Lord Filkin: Government policy is aimed at ensuring we have a firm, fair, fast and effective system, which of course affects all asylum applicants, by dealing with those with genuine claims effectively and efficiently, while also deterring those who seek to abuse the system. We also help a number of those needing humanitarian assistance via specific schemes (e.g. Kosovans assisted under the HEP programme).
Current policy initiatives, such as juxtaposed controls in France and the deployment of detection technology at continental ports, are designed to prevent those who seek to circumvent our controls at specific ports of entry from doing so. The Government are confident that by September 2003 this will reduce significantly new asylum claims by around half compared with the number last October.
Lord Filkin: In order to maximise the impact of the non-suspensive appeal provisions, Oakington took, from 7 November 2002, only claimants from the 10 EU accession states (Cyprus, the Czech Republic, Estonia, Hungary, Latvia, Lithuania, Malta, Poland, Slovenia and Slovakia) listed as safe in the Nationality Immigration and Asylum Act 2002. Claims from these countries will be refused and certified as clearly unfounded, generating a non-suspensive appeal (NSA) right, unless my right honourable friend the Home Secretary is satisfied they are not. In these cases, applicants are detained at Oakington for their decision and until removal, unless it is judged necessary to transfer them to secure detention. The daily intake at Oakington was then dependent upon claims from persons entitled to reside in these 10 countries and the impact on this daily intake of this new process was obviously not possible to predict. In fact, the process had an immediate and significant impact: numbers dropped significantly in December 2002 and were low in early January 2003.
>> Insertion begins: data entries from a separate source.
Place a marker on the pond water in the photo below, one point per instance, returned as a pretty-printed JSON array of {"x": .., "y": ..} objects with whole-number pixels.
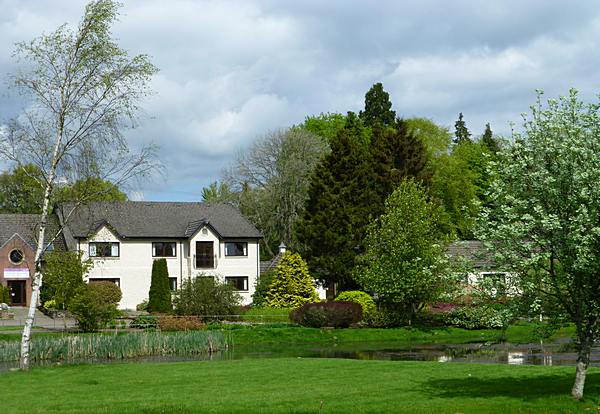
[{"x": 513, "y": 354}]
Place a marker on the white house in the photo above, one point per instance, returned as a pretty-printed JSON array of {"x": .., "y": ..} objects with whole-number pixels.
[{"x": 197, "y": 239}]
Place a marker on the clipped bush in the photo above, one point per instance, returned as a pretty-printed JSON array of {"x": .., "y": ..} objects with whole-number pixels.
[
  {"x": 160, "y": 292},
  {"x": 385, "y": 317},
  {"x": 483, "y": 316},
  {"x": 144, "y": 322},
  {"x": 363, "y": 299},
  {"x": 180, "y": 323},
  {"x": 330, "y": 314},
  {"x": 4, "y": 294},
  {"x": 95, "y": 305},
  {"x": 205, "y": 296},
  {"x": 259, "y": 297},
  {"x": 292, "y": 286}
]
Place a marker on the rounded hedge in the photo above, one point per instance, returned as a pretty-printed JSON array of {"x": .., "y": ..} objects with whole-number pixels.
[{"x": 363, "y": 299}]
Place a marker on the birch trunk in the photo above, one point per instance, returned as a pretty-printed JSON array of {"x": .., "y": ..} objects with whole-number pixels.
[
  {"x": 583, "y": 361},
  {"x": 37, "y": 279}
]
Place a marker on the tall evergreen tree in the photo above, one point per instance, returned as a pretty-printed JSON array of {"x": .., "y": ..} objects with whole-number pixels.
[
  {"x": 338, "y": 210},
  {"x": 461, "y": 132},
  {"x": 397, "y": 155},
  {"x": 378, "y": 107},
  {"x": 160, "y": 291},
  {"x": 488, "y": 140}
]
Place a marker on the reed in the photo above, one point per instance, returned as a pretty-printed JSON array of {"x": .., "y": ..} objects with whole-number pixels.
[{"x": 130, "y": 345}]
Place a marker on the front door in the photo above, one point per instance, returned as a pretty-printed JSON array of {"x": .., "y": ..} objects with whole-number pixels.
[
  {"x": 17, "y": 291},
  {"x": 205, "y": 258}
]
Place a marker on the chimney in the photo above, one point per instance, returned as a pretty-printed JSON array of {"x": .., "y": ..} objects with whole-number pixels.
[{"x": 282, "y": 248}]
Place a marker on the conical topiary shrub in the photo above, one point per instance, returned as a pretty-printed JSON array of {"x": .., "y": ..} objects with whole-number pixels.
[
  {"x": 159, "y": 300},
  {"x": 291, "y": 286}
]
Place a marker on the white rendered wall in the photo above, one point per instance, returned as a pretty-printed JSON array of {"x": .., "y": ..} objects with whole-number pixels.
[
  {"x": 228, "y": 265},
  {"x": 133, "y": 267}
]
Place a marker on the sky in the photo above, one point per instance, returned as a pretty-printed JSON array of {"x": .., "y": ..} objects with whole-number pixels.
[{"x": 230, "y": 71}]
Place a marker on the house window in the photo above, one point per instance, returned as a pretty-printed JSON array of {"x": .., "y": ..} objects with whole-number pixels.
[
  {"x": 164, "y": 249},
  {"x": 173, "y": 283},
  {"x": 238, "y": 282},
  {"x": 104, "y": 249},
  {"x": 114, "y": 280},
  {"x": 16, "y": 256},
  {"x": 236, "y": 249}
]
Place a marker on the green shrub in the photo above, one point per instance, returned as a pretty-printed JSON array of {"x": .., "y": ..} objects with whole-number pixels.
[
  {"x": 180, "y": 323},
  {"x": 292, "y": 286},
  {"x": 482, "y": 316},
  {"x": 63, "y": 276},
  {"x": 332, "y": 314},
  {"x": 362, "y": 298},
  {"x": 4, "y": 294},
  {"x": 259, "y": 298},
  {"x": 144, "y": 322},
  {"x": 385, "y": 317},
  {"x": 160, "y": 292},
  {"x": 204, "y": 296},
  {"x": 95, "y": 305}
]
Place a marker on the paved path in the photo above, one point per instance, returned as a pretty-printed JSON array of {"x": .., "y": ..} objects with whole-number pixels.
[{"x": 41, "y": 320}]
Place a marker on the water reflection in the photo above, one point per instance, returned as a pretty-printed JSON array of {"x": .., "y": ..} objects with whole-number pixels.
[{"x": 529, "y": 354}]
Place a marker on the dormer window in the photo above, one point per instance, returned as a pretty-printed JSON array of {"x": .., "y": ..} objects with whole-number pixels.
[
  {"x": 16, "y": 256},
  {"x": 236, "y": 249},
  {"x": 164, "y": 249},
  {"x": 104, "y": 249}
]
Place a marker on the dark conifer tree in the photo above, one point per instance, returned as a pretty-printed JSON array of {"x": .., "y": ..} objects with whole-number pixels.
[
  {"x": 488, "y": 140},
  {"x": 397, "y": 155},
  {"x": 338, "y": 210},
  {"x": 378, "y": 107},
  {"x": 160, "y": 292},
  {"x": 461, "y": 132}
]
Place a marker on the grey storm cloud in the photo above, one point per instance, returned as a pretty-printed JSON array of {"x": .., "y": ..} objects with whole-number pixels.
[{"x": 233, "y": 70}]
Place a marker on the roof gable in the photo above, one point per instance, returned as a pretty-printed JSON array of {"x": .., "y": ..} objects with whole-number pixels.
[{"x": 141, "y": 219}]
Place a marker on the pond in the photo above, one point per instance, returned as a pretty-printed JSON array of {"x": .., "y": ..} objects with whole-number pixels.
[{"x": 513, "y": 354}]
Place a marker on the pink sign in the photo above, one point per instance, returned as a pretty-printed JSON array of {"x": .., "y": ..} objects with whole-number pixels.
[{"x": 16, "y": 273}]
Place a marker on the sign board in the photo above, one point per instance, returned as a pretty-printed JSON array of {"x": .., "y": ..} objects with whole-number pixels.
[{"x": 16, "y": 273}]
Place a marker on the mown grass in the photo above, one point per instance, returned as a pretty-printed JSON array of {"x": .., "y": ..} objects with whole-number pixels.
[
  {"x": 298, "y": 386},
  {"x": 130, "y": 345}
]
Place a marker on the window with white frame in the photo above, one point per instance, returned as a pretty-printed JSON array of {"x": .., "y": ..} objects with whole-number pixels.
[
  {"x": 164, "y": 249},
  {"x": 240, "y": 283},
  {"x": 104, "y": 249},
  {"x": 236, "y": 249}
]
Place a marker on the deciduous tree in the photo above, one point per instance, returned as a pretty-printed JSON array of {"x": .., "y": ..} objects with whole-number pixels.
[
  {"x": 82, "y": 89},
  {"x": 544, "y": 218},
  {"x": 404, "y": 261}
]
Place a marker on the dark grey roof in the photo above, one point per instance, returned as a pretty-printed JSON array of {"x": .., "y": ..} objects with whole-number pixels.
[
  {"x": 473, "y": 251},
  {"x": 151, "y": 219},
  {"x": 27, "y": 226}
]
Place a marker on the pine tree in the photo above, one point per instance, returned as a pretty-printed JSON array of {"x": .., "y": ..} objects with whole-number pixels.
[
  {"x": 461, "y": 132},
  {"x": 488, "y": 140},
  {"x": 397, "y": 155},
  {"x": 160, "y": 291},
  {"x": 339, "y": 207},
  {"x": 378, "y": 107},
  {"x": 291, "y": 286}
]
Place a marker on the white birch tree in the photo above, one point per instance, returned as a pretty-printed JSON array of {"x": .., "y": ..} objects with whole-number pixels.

As a result, from 12 January 2003, Oakington has resumed intake from the list of 40 previous nationalities from the Oakington-suitable list. This has enabled us to make best use of Oakington while retaining the flexibility to give absolute priority to the 10 nationalities at present covered by the NSA process, which is to be extended to include the further seven nationalities recently announced.
Figures for occupancy at Oakington are normally published on a quarterly basis and those for January are not yet available in publishable form. However, at 31 January 2003, locally-held management information shows there to have been 116 detained at the centre on that day.